Jika semua hal di muka bumi diswastanisasi, maka sebagian besar populasi manusia akan kehilangan kemampuan untuk melindungi alam atau bahkan melindungi diri sendiri dari serangan kehendak kaum minoritas penguasa, yang memiliki dan menguasai sebagian besar sumber-sumber daya sosial. Kebalikannya, jika bumi menjadi milik dan memenuhi kepentingan publik, maka kita telah meletakkan alam dalam sebuah kontrol politik yang memberlakukan prinsip-prinsip demokratik.

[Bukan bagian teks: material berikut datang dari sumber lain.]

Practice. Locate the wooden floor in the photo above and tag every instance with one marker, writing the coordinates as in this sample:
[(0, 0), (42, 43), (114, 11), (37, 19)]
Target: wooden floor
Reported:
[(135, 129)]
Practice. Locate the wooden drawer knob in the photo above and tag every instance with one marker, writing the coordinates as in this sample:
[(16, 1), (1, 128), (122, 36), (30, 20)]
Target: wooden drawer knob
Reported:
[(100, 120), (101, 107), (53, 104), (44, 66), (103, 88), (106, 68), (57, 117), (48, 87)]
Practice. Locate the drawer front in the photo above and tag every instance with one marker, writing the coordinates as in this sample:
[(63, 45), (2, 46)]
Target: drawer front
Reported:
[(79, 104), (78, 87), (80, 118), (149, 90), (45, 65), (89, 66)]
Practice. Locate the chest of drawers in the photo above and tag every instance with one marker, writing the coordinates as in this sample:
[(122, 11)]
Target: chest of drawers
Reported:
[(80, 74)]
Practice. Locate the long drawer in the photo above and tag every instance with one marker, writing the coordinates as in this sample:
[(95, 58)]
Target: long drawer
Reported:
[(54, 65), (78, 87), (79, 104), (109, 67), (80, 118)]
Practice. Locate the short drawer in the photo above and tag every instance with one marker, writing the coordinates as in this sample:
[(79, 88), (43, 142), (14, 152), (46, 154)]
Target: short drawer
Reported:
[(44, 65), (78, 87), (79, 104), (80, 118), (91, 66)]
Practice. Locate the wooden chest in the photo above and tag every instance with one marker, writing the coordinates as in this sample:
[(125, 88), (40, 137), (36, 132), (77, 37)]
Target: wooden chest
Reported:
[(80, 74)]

Berdasarkan pemahaman itu lah sosialisasi alam merepresentasikan strategi demokratik dan anti-kapitalis, yang berhubungan dengan sosialisme. Sosialisme mendukung pelaksanaan penuh kontrol publik demokratik, meyakini bahwa mayoritas masyarakat biasa berhak menentukan pemanfaatan sumber-sumber daya kolektif. Aku pikir, kita seharusnya melangkah ke sana jika ingin merubah hubungan kita dengan alam dan meraih keberlanjutan yang sejati.